Terlepas dari persiapan mereka yang buruk, Argentina juga merupakan tim sejati, berkat kekuatan inspirasi Maradona, yang memiliki kesamaan dengan pasukan Scaloni saat ini.

Lionel Messi Argentina Jamaica 2022 GFXGetty/GOAL

Sekali lagi, skuad saat ini mungkin bukan tim yang penuh bintang namun yang jelas tidak kekurangan pengalaman (Messi, Angel Di Maria, Nicolas Otamendi) atau kualitas (Paulo Dybala, Lautaro Martinez, Rodrigo De Paul).

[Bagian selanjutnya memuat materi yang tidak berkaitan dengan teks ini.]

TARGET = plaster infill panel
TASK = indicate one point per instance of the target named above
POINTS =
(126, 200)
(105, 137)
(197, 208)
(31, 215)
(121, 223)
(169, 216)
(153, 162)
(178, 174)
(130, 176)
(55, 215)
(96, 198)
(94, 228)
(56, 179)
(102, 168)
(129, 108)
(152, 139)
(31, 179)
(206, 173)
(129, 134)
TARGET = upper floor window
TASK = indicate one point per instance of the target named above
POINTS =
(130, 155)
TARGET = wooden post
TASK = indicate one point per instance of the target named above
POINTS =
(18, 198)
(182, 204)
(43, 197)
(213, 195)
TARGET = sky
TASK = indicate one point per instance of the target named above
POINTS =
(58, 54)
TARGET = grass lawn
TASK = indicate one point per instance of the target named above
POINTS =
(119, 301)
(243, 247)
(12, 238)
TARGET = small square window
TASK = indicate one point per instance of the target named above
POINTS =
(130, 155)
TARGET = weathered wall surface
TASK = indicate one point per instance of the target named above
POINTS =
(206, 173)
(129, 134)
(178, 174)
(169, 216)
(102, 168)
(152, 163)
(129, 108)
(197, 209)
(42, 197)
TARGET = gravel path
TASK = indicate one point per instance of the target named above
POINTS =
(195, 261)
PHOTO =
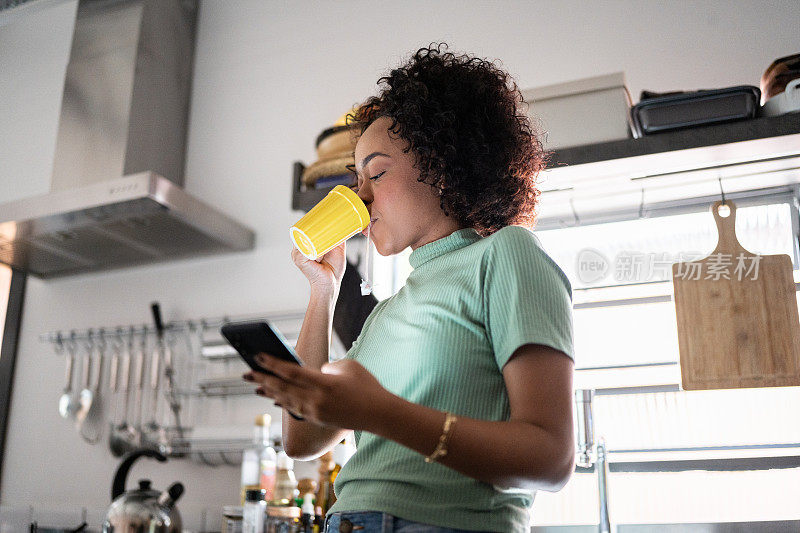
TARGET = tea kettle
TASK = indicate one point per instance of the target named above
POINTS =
(142, 509)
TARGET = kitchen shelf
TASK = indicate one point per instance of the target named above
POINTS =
(692, 138)
(775, 140)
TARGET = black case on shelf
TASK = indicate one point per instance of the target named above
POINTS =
(700, 108)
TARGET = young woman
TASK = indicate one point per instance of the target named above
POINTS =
(459, 386)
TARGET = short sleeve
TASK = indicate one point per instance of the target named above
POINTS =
(527, 297)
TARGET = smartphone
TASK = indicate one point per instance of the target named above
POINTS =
(253, 338)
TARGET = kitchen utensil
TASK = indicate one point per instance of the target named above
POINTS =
(91, 429)
(142, 509)
(67, 403)
(139, 383)
(152, 428)
(85, 396)
(164, 350)
(737, 326)
(113, 381)
(337, 217)
(118, 435)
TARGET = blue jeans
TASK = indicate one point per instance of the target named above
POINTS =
(377, 522)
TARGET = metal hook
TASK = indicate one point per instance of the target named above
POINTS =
(641, 205)
(59, 344)
(574, 212)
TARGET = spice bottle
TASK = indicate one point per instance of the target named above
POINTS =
(254, 513)
(286, 482)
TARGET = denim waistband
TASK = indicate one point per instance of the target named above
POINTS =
(379, 522)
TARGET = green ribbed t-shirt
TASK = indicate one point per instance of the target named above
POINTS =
(442, 341)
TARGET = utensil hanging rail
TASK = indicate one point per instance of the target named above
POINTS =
(105, 333)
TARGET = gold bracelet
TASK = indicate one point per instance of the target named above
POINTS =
(441, 448)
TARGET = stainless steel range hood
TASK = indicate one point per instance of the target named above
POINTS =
(116, 197)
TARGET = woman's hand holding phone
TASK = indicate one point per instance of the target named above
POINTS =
(342, 394)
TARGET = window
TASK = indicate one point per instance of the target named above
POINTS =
(627, 349)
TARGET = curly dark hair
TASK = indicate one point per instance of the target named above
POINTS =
(462, 119)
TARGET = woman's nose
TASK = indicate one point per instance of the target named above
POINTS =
(365, 192)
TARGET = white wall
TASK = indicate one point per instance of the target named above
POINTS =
(269, 77)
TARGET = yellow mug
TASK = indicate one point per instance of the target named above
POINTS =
(336, 218)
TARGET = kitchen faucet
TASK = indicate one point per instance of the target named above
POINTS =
(590, 454)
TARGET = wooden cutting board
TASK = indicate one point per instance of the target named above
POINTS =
(737, 316)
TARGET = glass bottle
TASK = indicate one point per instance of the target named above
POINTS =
(254, 514)
(286, 482)
(259, 461)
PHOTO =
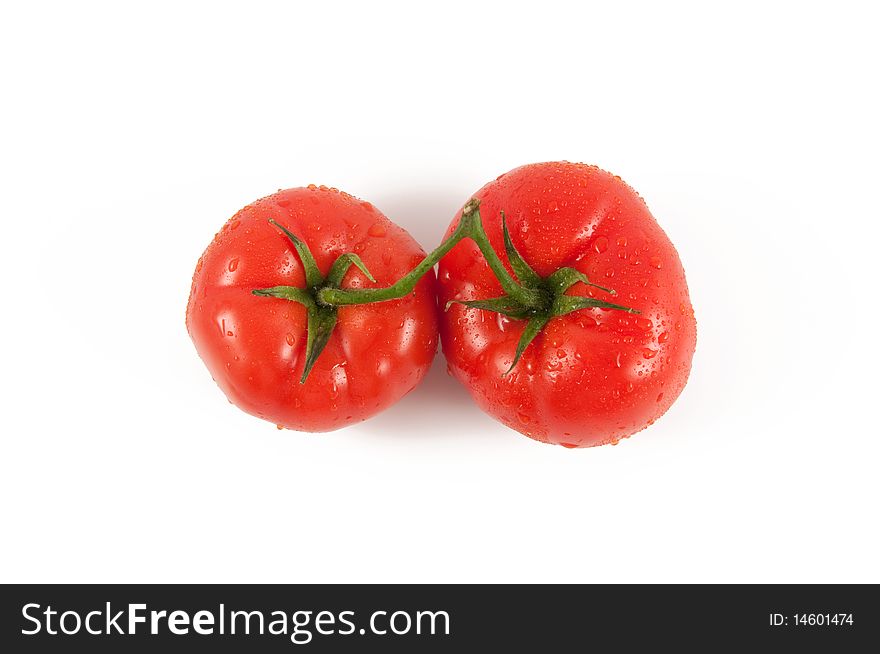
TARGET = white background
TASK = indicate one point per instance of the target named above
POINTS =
(130, 135)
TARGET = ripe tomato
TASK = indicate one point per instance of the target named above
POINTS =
(255, 347)
(593, 376)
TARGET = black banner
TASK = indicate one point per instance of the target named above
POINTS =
(420, 618)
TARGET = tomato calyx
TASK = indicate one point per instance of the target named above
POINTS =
(321, 317)
(547, 298)
(527, 297)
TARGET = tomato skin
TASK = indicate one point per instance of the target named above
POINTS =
(254, 347)
(593, 376)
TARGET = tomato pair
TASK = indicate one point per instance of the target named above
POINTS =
(563, 307)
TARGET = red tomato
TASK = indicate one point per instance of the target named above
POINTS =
(254, 346)
(593, 376)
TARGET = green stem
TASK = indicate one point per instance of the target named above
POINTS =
(470, 226)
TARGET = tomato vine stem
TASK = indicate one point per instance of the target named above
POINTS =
(532, 298)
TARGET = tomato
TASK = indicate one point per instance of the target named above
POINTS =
(255, 347)
(592, 376)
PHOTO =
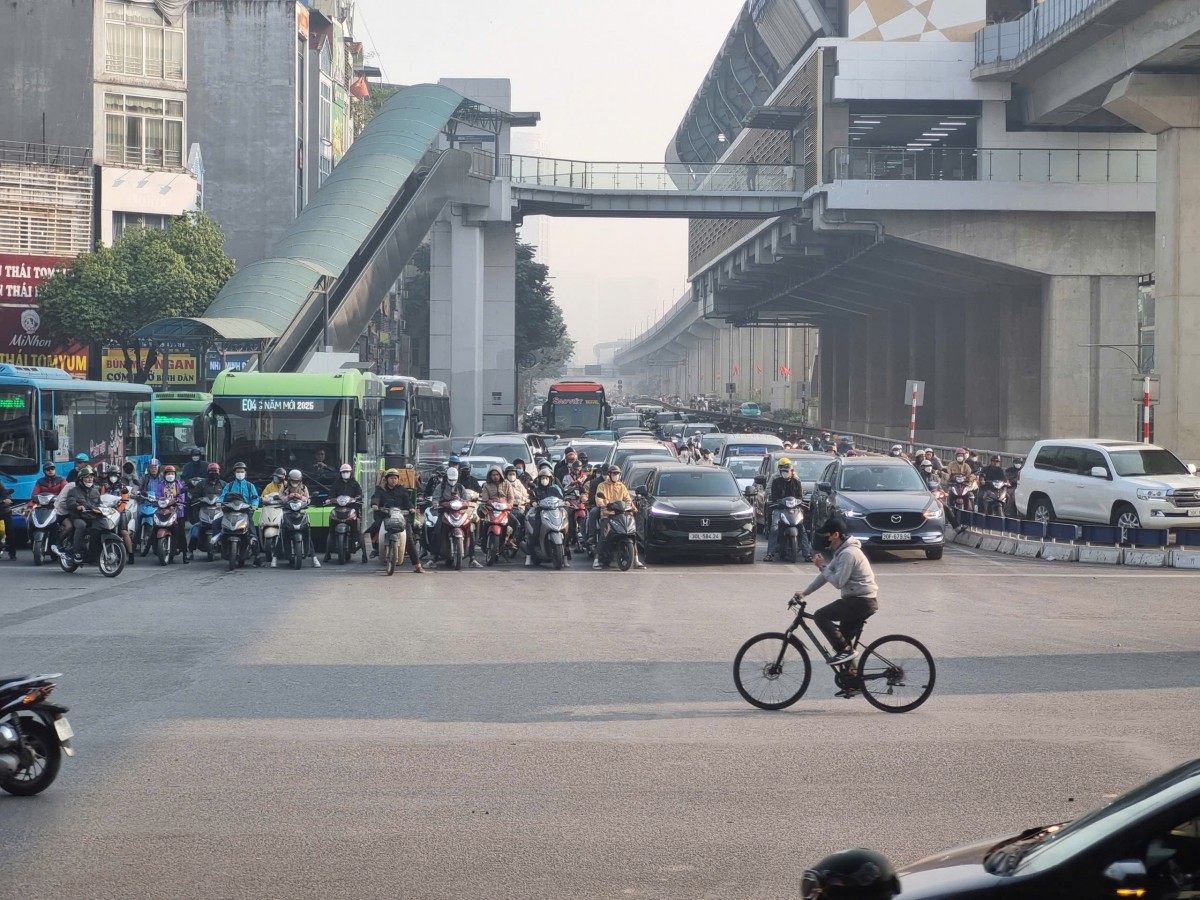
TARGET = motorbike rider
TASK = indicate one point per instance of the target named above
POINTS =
(83, 496)
(213, 487)
(612, 490)
(390, 495)
(785, 484)
(849, 570)
(295, 490)
(544, 486)
(345, 486)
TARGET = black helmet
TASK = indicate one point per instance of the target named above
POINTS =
(851, 875)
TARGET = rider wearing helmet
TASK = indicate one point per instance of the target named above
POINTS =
(785, 484)
(851, 875)
(391, 495)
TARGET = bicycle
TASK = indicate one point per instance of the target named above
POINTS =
(894, 673)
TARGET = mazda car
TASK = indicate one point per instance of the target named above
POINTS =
(885, 502)
(695, 510)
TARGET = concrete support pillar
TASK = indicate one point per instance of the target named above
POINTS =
(1169, 106)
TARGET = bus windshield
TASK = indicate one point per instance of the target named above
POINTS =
(18, 444)
(268, 432)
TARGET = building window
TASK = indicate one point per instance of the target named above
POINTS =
(121, 221)
(143, 131)
(139, 42)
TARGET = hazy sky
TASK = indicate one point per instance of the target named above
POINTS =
(612, 79)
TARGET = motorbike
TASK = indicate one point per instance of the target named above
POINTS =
(498, 529)
(343, 529)
(994, 497)
(208, 526)
(621, 535)
(394, 538)
(460, 541)
(551, 546)
(791, 521)
(294, 531)
(43, 526)
(34, 735)
(103, 546)
(237, 537)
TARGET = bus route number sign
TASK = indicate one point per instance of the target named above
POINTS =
(277, 405)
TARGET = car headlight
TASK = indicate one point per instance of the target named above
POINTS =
(1153, 493)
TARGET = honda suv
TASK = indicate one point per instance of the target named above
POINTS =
(1109, 483)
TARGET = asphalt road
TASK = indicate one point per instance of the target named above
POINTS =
(523, 733)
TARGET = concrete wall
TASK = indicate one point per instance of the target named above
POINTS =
(46, 67)
(243, 111)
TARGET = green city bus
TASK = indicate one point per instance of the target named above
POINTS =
(312, 423)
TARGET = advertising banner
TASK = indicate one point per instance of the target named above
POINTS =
(183, 369)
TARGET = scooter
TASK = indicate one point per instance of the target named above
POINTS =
(551, 546)
(498, 531)
(460, 541)
(791, 521)
(34, 735)
(103, 546)
(294, 532)
(343, 529)
(43, 526)
(237, 533)
(621, 535)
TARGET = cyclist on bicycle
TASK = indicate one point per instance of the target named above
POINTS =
(849, 570)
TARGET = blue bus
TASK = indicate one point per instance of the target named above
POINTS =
(46, 414)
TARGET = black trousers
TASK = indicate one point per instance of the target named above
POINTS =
(851, 612)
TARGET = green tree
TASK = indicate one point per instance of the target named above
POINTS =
(105, 297)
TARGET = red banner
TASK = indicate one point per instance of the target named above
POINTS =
(22, 339)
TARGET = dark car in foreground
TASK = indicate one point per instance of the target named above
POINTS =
(883, 501)
(695, 510)
(1145, 844)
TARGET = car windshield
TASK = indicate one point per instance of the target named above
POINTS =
(1146, 462)
(880, 478)
(1085, 833)
(701, 483)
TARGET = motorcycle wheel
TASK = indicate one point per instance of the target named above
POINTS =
(43, 769)
(624, 556)
(112, 558)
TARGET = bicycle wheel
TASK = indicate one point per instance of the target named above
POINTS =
(897, 673)
(772, 671)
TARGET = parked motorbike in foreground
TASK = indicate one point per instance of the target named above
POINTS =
(34, 735)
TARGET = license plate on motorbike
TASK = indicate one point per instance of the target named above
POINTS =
(64, 729)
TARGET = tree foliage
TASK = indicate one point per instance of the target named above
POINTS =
(105, 297)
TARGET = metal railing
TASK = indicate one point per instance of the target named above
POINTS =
(1071, 166)
(651, 175)
(55, 155)
(1006, 41)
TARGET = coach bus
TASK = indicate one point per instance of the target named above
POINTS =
(575, 407)
(47, 414)
(307, 421)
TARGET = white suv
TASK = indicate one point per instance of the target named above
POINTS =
(1109, 483)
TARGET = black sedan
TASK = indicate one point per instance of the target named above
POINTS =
(883, 501)
(1145, 844)
(695, 510)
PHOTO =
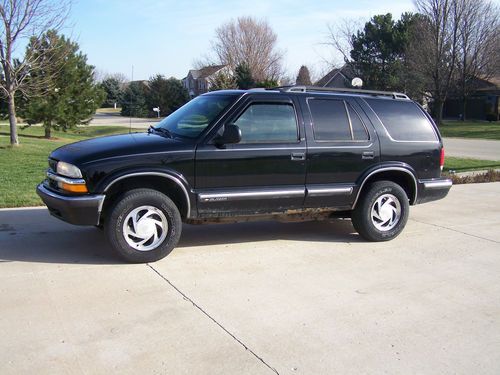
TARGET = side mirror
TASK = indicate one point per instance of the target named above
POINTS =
(232, 134)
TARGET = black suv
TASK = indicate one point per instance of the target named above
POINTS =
(290, 152)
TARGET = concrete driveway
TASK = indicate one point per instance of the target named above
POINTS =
(258, 298)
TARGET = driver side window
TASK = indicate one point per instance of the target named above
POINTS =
(268, 123)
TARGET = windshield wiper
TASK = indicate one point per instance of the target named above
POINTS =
(167, 132)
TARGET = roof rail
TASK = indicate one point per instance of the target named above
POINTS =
(394, 95)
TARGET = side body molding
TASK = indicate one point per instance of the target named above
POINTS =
(388, 169)
(165, 175)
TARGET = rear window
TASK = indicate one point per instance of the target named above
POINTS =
(403, 120)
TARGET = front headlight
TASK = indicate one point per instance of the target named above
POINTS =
(68, 170)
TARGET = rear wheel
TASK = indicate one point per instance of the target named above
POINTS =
(382, 212)
(144, 225)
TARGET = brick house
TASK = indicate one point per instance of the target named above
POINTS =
(197, 82)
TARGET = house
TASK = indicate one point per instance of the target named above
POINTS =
(482, 104)
(338, 77)
(198, 81)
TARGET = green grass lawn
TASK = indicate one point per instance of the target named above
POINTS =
(471, 129)
(465, 164)
(23, 167)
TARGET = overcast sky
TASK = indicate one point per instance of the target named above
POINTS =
(166, 36)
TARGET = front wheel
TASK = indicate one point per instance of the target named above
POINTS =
(144, 225)
(382, 212)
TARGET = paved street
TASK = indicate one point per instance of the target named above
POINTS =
(472, 148)
(258, 298)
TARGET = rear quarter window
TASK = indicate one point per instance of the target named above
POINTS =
(403, 120)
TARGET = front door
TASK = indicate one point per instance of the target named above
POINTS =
(264, 172)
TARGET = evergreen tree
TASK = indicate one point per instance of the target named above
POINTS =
(134, 100)
(71, 97)
(303, 78)
(379, 52)
(114, 92)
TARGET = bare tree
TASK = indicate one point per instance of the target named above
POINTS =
(247, 40)
(22, 20)
(434, 49)
(479, 53)
(341, 37)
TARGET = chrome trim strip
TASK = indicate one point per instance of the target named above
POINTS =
(66, 180)
(440, 184)
(330, 147)
(384, 170)
(326, 191)
(299, 147)
(250, 194)
(170, 177)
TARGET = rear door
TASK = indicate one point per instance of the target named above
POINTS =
(265, 172)
(341, 145)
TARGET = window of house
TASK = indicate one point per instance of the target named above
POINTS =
(268, 123)
(336, 120)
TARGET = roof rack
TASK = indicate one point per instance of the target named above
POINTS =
(394, 95)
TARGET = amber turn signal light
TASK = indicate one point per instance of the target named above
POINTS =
(74, 188)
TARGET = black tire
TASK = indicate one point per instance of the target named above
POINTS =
(370, 228)
(167, 236)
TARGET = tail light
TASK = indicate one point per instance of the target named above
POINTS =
(441, 159)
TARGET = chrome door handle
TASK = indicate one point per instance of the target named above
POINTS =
(367, 155)
(298, 156)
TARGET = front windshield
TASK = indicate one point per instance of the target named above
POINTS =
(193, 117)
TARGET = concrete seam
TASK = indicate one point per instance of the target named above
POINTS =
(212, 319)
(455, 230)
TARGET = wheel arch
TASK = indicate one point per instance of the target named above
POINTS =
(401, 175)
(170, 185)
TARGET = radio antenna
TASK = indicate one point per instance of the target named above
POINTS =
(131, 103)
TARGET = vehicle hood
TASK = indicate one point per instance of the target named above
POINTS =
(80, 153)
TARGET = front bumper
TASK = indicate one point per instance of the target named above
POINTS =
(79, 210)
(434, 189)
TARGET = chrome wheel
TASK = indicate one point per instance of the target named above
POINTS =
(386, 212)
(145, 228)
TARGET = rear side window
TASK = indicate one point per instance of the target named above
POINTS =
(336, 120)
(403, 120)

Lebih penting lagi, Scaloni membuat mereka bekerja secara kompak, dan untuk kapten mereka. Seperti yang dikatakan penjaga gawang Emiliano Martinez setelah kemenangan Finalissima atas Italia, "Kami semua adalah singa yang berjuang untuknya [Messi]."

Kehadiran Messi di lapangan mengangkat semua orang di sekitarnya, seperti yang ditegaskan oleh dua golnya sebagai pemain pengganti dalam kemenangan persahabatan baru-baru ini atas Jamaika.

"Bahkan hanya dalam beberapa menit," kata Nicolas Tagliafico, "Messi membuat tim bermain dengan cara yang berbeda."

De Paul menambahkan bahwa "Tentang Messi tidak lagi mengejutkan kami. Kami hanya berharap ini terus berlanjut."

Jelas tidak ada alasan mengapa Argentina tidak bisa melaju jauh. Mereka memiliki tim yang kuat yang dipimpin oleh seorang pria yang bertekad untuk memanfaatkan tarian terakhirnya di panggung termegah permainan.

Scaloni benar ketika ia mengatakan bahwa "Entah Leo juara atau tidak, ia telah menunjukkan bahwa ia adalah yang terbaik dalam sejarah – bahkan lawan-lawannya mengakuinya."

Akan tetapi, ada sedikit keraguan bahwa Messi bisa meraih kejayaan terakhir setelah Argentina kalah mengejutkan 2-1 dari Arab Saudi dalam laga pertama mereka di fase grup Piala Dunia tahun ini, Selasa (22/11).

Yang pasti, akan ada air mata dalam momen perpisahan Messi dengan Piala Dunia yang mungkin bisa menjadi panggung internasional terakhirnya. Pertanyaannya sekarang, apakah air mata itu menandakan kebahagiaan atau kesedihan?